Jedenfalls wird er nicht müde, mir zu erklären, daß ich hier nicht langfahren dürfte und zunächst das Forstamt um eine Erlaubnis zu bitten habe. Ich gebe zu, daß ich so meine Schwierigkeiten mit Uniformträgern habe, versuche mir das aber möglichst nicht anmerken zu lassen – jedenfalls nicht sofort. Zu allem Überfluß hat mein Hund die Gelegenheit genutzt, mal eben aus dem Auto zu hüpfen und ein wenig die Umgebung zu erkunden. Was mir umgehend ein „nehmänSieSofortIränHundandieLeine“ vom Subhilfsholzfäller – er ist noch nicht mal uniformiert – aus dem Wäldchen unterhalb einbringt.
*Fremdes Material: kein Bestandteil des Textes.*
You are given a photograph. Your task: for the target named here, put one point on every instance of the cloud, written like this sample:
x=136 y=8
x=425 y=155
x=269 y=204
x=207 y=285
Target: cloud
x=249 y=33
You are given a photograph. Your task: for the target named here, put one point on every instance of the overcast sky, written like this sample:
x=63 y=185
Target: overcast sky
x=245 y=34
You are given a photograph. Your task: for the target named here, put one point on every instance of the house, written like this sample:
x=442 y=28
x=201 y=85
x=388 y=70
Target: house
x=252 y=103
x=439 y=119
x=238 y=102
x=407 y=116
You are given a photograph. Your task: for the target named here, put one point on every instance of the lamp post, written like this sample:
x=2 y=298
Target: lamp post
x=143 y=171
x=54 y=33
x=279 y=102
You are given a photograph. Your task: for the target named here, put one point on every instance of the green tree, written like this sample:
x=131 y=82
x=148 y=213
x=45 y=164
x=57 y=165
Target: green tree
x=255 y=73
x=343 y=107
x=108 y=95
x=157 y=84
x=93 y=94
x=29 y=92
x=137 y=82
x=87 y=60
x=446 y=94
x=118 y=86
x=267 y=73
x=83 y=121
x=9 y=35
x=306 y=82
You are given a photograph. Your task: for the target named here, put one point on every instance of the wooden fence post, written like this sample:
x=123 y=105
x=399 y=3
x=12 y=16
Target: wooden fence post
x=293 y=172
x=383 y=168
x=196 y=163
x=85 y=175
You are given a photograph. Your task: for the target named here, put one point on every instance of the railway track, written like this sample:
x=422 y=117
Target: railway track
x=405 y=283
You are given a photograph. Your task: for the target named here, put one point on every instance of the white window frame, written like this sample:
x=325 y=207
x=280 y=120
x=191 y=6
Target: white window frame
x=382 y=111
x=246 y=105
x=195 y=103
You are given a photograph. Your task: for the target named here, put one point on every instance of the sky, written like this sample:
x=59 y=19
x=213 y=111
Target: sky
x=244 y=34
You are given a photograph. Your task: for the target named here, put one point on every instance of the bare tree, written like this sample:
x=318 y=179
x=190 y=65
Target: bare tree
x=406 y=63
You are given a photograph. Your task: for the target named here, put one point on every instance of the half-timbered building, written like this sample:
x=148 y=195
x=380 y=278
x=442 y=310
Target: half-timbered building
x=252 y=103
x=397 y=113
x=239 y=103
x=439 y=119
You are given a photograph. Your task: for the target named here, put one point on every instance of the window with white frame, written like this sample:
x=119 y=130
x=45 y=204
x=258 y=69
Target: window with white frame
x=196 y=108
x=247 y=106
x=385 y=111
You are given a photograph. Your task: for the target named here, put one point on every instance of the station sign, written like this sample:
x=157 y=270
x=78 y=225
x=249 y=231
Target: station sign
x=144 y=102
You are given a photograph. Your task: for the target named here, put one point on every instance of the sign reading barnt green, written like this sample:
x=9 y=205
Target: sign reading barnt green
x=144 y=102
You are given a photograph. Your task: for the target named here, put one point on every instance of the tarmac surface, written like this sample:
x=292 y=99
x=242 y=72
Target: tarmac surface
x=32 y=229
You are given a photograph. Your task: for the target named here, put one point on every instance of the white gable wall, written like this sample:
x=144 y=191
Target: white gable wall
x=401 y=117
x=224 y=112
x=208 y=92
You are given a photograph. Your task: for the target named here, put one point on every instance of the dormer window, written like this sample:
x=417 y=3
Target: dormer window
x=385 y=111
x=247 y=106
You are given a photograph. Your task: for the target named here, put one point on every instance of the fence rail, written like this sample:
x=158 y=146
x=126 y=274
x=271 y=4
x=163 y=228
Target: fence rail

Ich mag es nicht, wenn mich Subhilfsholzfäller ohne ein „Guten Tag“ von der Seite anblöken.

Schließlich hat der Förster doch noch ein Einsehen. Vielleicht ist es ihm ja auch nur peinlich, daß er weder weiß, wo in seinem Revier Uhus nisten – was man nachsehen kann – noch wo sich besagte Schieferwand befindet. Er geleitet mich bis zur nächsten Gabelung, sagt da könne ich nicht hochfahren und erinnert mich nochmals daran, das Forstamt anzurufen. Wer mich kennt weiß, daß ich ein ungemein friedliebender Mensch bin. Aber irgendwann ist es dann auch bei mir soweit, ein roter Schleier legt sich vor meine unkontrolliert zuckenden Augen, meine Hände zittern, benetzen sich mit Schweiß und dann macht es ‚klick‘. Ich weiß nicht mehr genau, was ich diesen Mann geheißen habe, ich meine mich an die Worte „dahergelaufen“ und „kleine Uniform“ und „meinen der Größte zu sein“ zu erinnern.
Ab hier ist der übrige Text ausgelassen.